Look around you, and examine the humanity you see every day. Look in the medical waiting room, or the church pew or the subway car. Look too around your family thanksgiving table. What you will probably see, like me, is how far humanity still has to travel, but also the potential to get there.

Even in the developed world, many people are still inhibited from reaching their potential. Ailments can be physical, mental, emotional or operational. Physical ones include disability and pain, as well as obesity serious enough to inhibit work and suggest a foreshortened healthy life. Mentally, there are those lacking education but also those with ailments like autism or the inability to apply themselves constructively to challenges. Emotionally, so many are perpetually angry or delusional or shrouded in fear or shame. Operationally, many are inhibited from grasping basic opportunities simply through the accident of where they were born or who their parents are, while others face debt with no real prospect of escape. Across all categories come addictions, whether to painkillers, other drugs, alcohol, social media, jealousy, abuse, gambling or so many other things. And there are many whose own lives are damaged by proximity to a sufferer.

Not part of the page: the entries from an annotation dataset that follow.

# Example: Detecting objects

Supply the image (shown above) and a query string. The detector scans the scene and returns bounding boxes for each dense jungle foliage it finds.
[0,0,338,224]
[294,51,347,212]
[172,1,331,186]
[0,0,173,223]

Even in leafy Forest Hills, perhaps only 20% of us are broadly free from such things and can truly be said to live fully healthy lives. In less affluent parts of developed countries, that might reduce to 5%. In developing countries, even though some ailments are less prevalent, it might be 5% as well.

So if in the last generation humanity has halved the number of short, brutal lives, the next generation still has a road to travel. Imagine a planet where that 20% could become 80%, or those 5% figures reach 50%? Now, wouldn’t that be marvellous?

The great thing is that it might be achieved. Look through the list of heroes, and imagine. Perhaps India can join China. For sure, the health science that tamed physical disease is already working on the mental and emotional ones. And the pace of technology is breathtaking. I also notice a great trend among the young, at least in privileged circles. The mental and emotional traumas I endured as an adolescent seem to be much less common in today’s young.

It would be great if we could find a way to measure this sort of holistic health. For then it could be a focus of policy. I am astounded how little political discourse concerns this sort of topic, for surely this sort of development is the whole purpose of human leadership? Even if nation states choose to limit attention to their own citizens, surely this sort of development is how they should be judged?

So I see a half full glass reflecting on the wonderful achievements of humanity in the last thirty years. It becomes half empty when I consider how we could raise the bar and define a healthy life in a more challenging way and observe how few of us would meet that standard currently. But it becomes half full again when I am optimistic that the heroes of the last generation have every potential to be heroes again in the future, and when I observe the wonderful generation that is today’s youth.


What holds us back? Well, that would be nation states, political discourse, and the need to think more widely about the nature of work in the age of technology. I don’t have much optimism about any of those. But we made progress despite all these burdens before, and I think we will again. Life can be a wonderful gift for almost everyone if we play to our potential – and we are learning how to do that. Progress may seem slow and faltering, but in the scope of human history it is rapid indeed.